The Apple in the Dark
Miraculously certain. Oh, Martim knew that in the face of
intelligence it would be very foolish to say that. But what was
happening was that, supported at last by the four, he was not
afraid of being foolish. Oh, how could one explain that everything was certain? Initiated into silence now-no longer the silence of the plants, no longer the silence of the cows, but into
the silence of other men-he no longer knew how to explain
himself; he only knew that he was feeling more and more like a
man, he was feeling more and more like the others. Which,
while seeming to him at the same time like a great decadence
and the fall of an angel, also seemed to him like an ascension.

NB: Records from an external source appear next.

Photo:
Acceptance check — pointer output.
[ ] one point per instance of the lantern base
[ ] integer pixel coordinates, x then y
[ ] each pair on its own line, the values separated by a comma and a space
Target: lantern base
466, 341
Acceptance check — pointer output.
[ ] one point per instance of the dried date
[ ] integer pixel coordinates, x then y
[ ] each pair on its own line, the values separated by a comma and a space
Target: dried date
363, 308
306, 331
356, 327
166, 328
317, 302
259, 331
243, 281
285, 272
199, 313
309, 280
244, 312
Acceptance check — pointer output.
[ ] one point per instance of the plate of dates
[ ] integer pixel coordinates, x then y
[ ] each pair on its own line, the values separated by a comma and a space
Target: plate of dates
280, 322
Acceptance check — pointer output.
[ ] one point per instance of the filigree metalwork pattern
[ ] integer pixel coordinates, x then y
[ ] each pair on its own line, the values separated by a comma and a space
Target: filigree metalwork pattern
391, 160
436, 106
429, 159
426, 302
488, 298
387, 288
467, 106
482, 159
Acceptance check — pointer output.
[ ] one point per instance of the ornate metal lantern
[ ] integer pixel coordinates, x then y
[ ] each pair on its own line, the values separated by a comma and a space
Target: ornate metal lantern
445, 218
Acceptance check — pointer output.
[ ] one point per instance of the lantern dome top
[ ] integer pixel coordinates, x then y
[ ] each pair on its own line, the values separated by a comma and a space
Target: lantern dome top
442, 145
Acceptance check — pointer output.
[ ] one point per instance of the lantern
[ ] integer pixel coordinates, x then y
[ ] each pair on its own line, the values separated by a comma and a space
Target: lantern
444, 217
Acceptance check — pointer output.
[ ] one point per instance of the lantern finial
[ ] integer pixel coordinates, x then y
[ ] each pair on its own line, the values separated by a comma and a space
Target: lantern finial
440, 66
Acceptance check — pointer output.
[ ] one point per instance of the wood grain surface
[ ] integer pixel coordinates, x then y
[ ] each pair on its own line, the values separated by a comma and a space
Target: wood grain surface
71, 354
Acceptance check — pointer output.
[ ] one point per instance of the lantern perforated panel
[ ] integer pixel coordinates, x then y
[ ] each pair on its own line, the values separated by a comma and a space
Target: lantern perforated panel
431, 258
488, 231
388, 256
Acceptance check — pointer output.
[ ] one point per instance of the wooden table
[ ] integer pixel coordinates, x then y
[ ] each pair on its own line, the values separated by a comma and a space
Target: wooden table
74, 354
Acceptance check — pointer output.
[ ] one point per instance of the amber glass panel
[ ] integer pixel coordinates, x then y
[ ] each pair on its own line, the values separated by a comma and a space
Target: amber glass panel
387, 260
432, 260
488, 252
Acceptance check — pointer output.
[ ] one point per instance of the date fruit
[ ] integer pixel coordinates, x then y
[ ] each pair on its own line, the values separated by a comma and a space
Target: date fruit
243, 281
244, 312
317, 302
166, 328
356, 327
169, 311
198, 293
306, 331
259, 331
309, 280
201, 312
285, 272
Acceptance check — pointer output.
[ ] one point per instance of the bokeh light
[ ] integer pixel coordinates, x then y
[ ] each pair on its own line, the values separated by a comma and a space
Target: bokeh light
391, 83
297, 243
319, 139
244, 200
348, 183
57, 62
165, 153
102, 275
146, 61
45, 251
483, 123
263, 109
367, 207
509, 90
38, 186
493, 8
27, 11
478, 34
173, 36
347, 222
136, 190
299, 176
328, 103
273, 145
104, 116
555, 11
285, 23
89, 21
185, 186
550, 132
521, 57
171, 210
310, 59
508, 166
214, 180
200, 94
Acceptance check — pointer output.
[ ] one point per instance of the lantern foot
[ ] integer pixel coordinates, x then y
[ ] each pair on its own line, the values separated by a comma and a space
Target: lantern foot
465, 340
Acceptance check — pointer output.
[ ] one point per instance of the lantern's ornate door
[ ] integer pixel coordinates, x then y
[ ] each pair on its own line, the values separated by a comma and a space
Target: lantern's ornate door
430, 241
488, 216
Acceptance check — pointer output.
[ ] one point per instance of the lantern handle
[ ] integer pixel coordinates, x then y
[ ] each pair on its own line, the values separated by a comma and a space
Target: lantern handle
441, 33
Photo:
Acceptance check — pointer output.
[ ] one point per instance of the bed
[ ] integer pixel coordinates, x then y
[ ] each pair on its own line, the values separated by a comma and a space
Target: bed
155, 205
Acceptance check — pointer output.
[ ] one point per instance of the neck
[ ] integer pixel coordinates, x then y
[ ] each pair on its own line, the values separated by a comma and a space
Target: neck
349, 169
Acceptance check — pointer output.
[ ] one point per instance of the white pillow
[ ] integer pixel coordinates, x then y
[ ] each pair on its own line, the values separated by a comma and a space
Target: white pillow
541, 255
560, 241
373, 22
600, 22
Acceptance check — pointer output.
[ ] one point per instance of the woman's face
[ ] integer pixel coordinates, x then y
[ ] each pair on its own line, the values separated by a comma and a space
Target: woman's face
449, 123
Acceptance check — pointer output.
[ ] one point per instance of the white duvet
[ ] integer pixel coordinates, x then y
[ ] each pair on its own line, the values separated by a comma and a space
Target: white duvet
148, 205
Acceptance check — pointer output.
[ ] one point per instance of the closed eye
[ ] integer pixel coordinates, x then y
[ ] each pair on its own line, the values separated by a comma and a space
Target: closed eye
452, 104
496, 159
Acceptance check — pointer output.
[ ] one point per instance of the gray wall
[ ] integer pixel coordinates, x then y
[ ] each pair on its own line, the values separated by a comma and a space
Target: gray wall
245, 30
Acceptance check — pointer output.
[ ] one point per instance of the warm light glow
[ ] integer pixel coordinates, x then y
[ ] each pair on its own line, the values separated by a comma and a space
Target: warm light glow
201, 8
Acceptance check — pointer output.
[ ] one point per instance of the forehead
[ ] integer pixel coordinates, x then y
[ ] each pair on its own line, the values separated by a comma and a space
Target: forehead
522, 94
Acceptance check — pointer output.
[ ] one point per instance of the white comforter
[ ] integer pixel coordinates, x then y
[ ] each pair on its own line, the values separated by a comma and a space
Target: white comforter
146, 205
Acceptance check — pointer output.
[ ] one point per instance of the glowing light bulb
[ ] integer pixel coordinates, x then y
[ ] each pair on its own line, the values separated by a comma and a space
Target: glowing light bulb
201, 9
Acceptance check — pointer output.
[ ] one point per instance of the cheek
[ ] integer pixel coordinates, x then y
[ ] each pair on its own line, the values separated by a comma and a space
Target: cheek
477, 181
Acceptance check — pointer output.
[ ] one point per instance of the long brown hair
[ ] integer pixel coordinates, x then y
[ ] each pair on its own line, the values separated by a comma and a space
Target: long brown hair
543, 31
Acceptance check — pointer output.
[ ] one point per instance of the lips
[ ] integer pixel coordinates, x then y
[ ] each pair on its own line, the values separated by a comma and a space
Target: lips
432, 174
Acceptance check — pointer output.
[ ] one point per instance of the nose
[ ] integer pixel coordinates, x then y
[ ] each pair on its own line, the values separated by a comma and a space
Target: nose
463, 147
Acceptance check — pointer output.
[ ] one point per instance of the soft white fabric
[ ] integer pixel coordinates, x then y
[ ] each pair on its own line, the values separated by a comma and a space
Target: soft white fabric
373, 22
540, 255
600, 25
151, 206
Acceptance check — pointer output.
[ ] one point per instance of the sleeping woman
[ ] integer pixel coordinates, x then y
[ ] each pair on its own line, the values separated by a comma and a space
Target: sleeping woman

But that can only be understood by a person who, with impalpable effort, has already metamorphosed himself into himself.
Martim probably could not even manage to explain why a man
would have the urgency to be a man as an ideal. Oh, Martim at
that point did not know anything else at all. Unless it was that
combination of fatigue, cowardice, and gratitude in which he
was finally wallowing around with the rather ignoble and delighted pleasure of a lizard in the mud. Oh, but something had been created.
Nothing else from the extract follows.